3. Step Function Creation Script

The implementation for this feature is provided in src/acme_engine/stepfn/compile.py (definition generator) and src/acme_engine/stepfn/deploy.py (deployment helper).

  • Purpose: Automates creation of AWS Step Functions to orchestrate Prefect-based workflows running as ECS jobs.
  • Integration: Accepts a container image URI and a path to the Prefect flow inside the container, and generates a Step Function that launches the container and executes the flow.
  • Configurability: Allows customization of job parameters, flow arguments, and workflow logic.

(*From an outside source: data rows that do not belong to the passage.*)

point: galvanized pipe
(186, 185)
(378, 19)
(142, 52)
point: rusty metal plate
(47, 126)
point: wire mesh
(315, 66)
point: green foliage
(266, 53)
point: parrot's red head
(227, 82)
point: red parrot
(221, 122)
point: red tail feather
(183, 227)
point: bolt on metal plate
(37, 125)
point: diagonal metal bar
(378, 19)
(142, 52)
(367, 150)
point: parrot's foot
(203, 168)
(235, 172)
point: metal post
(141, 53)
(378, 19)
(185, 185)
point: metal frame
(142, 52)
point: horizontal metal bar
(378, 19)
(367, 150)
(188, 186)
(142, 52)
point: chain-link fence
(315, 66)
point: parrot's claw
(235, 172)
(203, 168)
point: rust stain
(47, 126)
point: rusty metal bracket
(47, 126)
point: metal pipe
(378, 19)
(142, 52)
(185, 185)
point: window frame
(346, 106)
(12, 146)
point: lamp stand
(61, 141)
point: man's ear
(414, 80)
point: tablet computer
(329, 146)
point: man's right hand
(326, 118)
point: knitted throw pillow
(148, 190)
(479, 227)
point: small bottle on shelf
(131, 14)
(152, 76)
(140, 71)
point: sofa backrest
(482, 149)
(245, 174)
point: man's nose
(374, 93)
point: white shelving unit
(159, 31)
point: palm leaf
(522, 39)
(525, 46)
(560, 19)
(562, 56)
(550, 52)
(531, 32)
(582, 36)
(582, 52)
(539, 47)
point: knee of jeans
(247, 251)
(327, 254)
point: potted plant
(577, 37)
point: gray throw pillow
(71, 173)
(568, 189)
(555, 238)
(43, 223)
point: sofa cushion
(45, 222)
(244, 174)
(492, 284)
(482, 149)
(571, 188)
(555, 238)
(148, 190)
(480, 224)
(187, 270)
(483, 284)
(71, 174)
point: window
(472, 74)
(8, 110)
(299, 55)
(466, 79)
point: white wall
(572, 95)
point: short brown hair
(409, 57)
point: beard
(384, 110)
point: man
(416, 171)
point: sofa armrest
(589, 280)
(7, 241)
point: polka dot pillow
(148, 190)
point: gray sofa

The CLI works in two steps: first, it compiles the Step Function definition to a file; then, it deploys the definition from that file.
  • How to use: See src/acme_engine/stepfn/README.md for usage and parameter details.

4. Python SDK for Deployment

The implementation for this feature is provided in src/acme_engine/sdk/flow_deployer.py (SDK) and src/acme_engine/sdk/example_usage.py (usage example).

  • Deployment Workflow: Provides a Python SDK (AcmeFlowDeployer) to deploy new versions of flows, mimicking the Prefect flow_function.deploy API.
  • Prefect Compatibility: Allows existing deployment scripts to use Acme Engine as a drop-in replacement for Prefect's deployment API.
  • Step Function Deployment: Follows a two-step process—first generates a config file with the step function definition, then deploys it.
  • Image Updates: Updates ECS task definitions and Step Functions to use new container image URIs.
  • Versioning: Ensures smooth rollout of new job versions with minimal manual intervention.
  • Centralized Logic: SDK centralizes deployment logic to avoid duplication and simplify maintenance.
  • How to use: See src/acme_engine/sdk/README.md for usage and API details.

Design Principles

  • Separation of Concerns: Infrastructure, job definitions, orchestration, and deployment logic are modular and isolated.
  • DRY Principle: Centralized configuration and templates to avoid duplication.
  • Single Responsibility: Each component (CloudFormation, job definition, orchestration, SDK) has a focused responsibility.
  • Reversibility: Design choices (e.g., resource sizes, roles, image URIs) are parameterized for easy change.
  • Orthogonality: Components can be modified or replaced independently.